Mathias went rigid. Those final words turned the very marrow of his bones to ice. "Sacrificed me?" he whispered, his arms tightening around her waist to keep her from slipping further into the abyss. "What do you mean, Olivia?" 𝗳𝚛𝗲𝕖𝕨𝕖𝗯𝚗𝚘𝕧𝕖𝗹.𝗰𝗼𝕞

Olivia had surrendered herself entirely to the storm of her grief, her body trembling like a bird caught in a gale. Mathias stared out into the void of the room, his mind racing to decode the confession that had struck him like a thunderbolt.

He pulled her closer, shielding her from herself and the jagged truths that spilled like shrapnel from her lips. He felt her heart hammering against his ribs, as if her spirit were trying to claw its way out of her chest.

"Hush... be still, Olivia," he groaned, his voice thick with a sudden, aching fear. "I don’t understand a word you’re saying. You aren’t in your right mind!"

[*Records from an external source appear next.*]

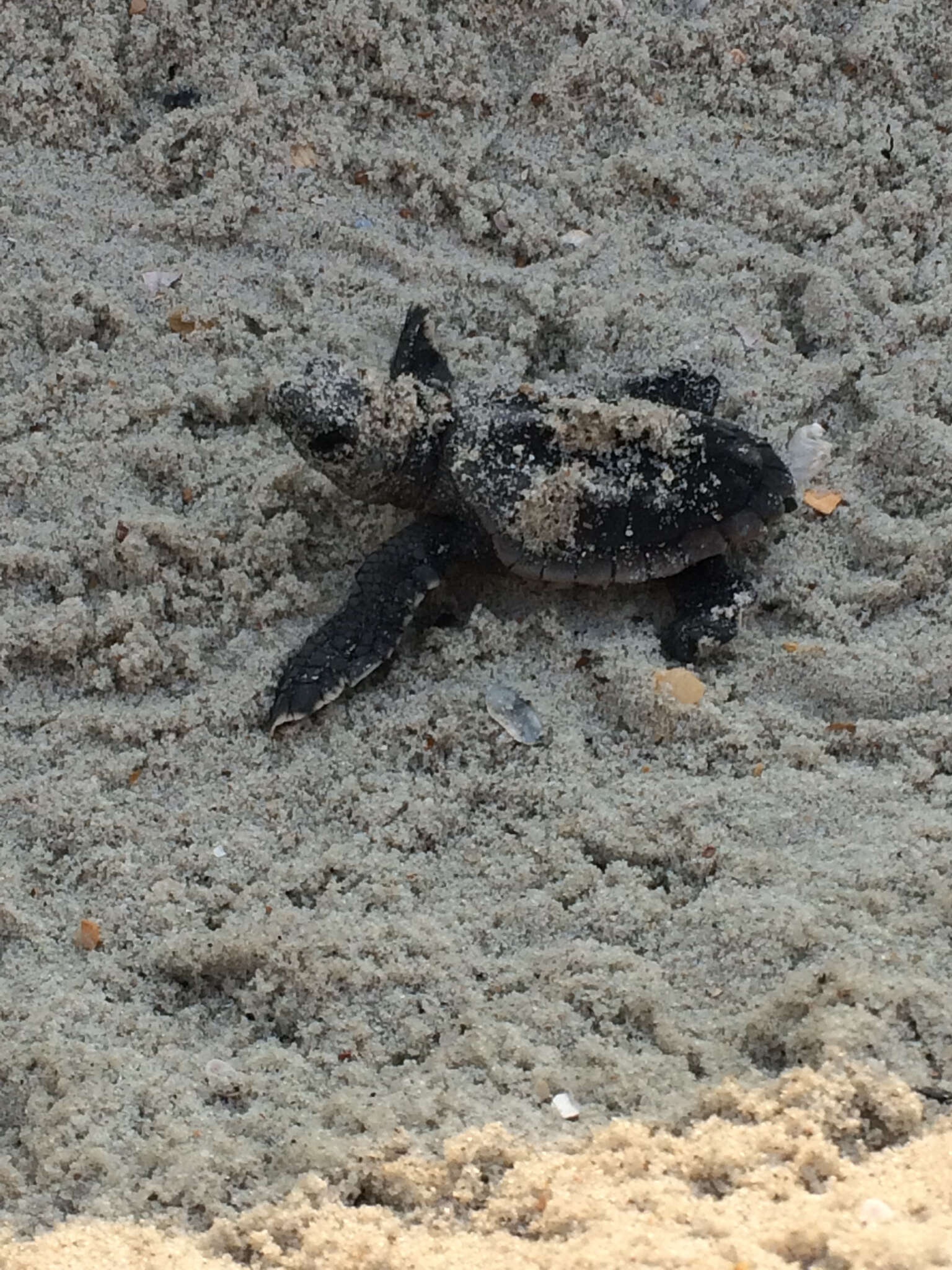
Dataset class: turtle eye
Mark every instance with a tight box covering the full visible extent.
[268,380,362,461]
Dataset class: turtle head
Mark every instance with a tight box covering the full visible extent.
[268,357,448,507]
[268,358,367,480]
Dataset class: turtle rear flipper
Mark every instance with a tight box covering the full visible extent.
[659,555,746,663]
[268,515,482,735]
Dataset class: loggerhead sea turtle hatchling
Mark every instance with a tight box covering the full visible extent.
[268,305,795,734]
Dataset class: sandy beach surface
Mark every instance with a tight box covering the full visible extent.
[0,0,952,1270]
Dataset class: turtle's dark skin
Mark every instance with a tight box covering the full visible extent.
[268,305,795,733]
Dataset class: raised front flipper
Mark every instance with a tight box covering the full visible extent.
[390,305,453,390]
[268,515,483,735]
[625,362,721,414]
[660,555,745,662]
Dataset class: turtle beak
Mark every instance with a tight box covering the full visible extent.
[268,367,367,464]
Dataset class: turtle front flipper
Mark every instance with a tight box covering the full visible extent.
[625,362,721,414]
[659,555,746,663]
[390,305,453,391]
[268,515,483,735]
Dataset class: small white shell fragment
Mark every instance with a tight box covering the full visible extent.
[552,1093,579,1120]
[486,683,542,745]
[142,269,182,296]
[787,423,832,489]
[859,1195,896,1225]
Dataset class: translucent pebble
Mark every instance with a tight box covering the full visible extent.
[787,423,832,487]
[552,1093,579,1120]
[486,683,542,745]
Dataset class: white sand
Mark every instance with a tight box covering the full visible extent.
[0,0,952,1270]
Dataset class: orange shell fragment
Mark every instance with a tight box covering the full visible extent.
[654,665,707,706]
[803,489,843,515]
[73,917,103,952]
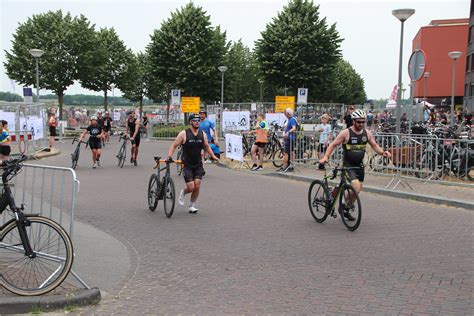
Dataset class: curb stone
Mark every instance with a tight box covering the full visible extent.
[0,288,101,314]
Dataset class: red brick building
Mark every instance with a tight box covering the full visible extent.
[412,19,469,105]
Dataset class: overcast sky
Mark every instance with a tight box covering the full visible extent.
[0,0,470,98]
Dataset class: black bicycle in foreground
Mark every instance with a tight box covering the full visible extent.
[148,157,182,218]
[0,156,74,296]
[308,166,362,231]
[71,137,89,169]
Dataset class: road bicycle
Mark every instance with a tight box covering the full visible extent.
[176,145,183,176]
[148,156,182,218]
[308,165,362,231]
[0,156,74,296]
[116,133,130,168]
[71,137,89,169]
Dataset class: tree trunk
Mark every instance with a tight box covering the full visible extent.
[58,91,64,121]
[104,89,108,111]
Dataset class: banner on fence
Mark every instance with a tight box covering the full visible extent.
[225,134,244,161]
[265,113,287,127]
[181,97,201,113]
[222,111,250,131]
[275,95,295,112]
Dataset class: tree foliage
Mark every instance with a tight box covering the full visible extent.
[329,59,367,104]
[224,40,260,102]
[4,10,94,118]
[256,0,342,101]
[147,2,227,101]
[80,28,133,110]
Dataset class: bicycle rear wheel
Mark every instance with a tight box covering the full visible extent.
[308,180,330,223]
[148,174,161,212]
[0,215,74,296]
[163,177,176,218]
[339,184,362,231]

Suddenly, Olivia snapped her head back, her silver eyes shimmering with a chaotic, tear-drenched brilliance. She fixed him with a gaze so piercing it shredded through his every defense, her voice dropping to a hoarse rasp that dripped with pure, unadulterated bitterness.

"I am not Roland’s daughter," she stated, the words cold and jagged. "I am the daughter of Lucius. Is that not a magnificent travesty?"

"What?"

The word dropped from Mathias’s lips like a stone. His entire body turned to granite, his breath hitching for a few seconds that stretched into an eternity. "Lucius? The Emperor...?"

Olivia gave him no quarter, no space to fathom the depth of her revelation. Her laughter flared up again, bleeding into her sobs in a harrowing, hysterical cacophony where the gasps of pain were indistinguishable from the cackles of madness. She began to strike his chest with her weak, bandaged fists, her voice rising to a frantic crescendo.

"I surrendered my years! I dismantled my soul and my health for a man who shares not a single drop of my blood! I shielded that wretch while I set my own spirit ablaze!"

Her weeping intensified as she lunged forward, seizing the collar of his shirt with a desperate, terrifying strength. Her voice trembled with a sincerity that chilled him to the core:

"I killed you, Mathias... It was I who dragged you to your grave with these very hands!"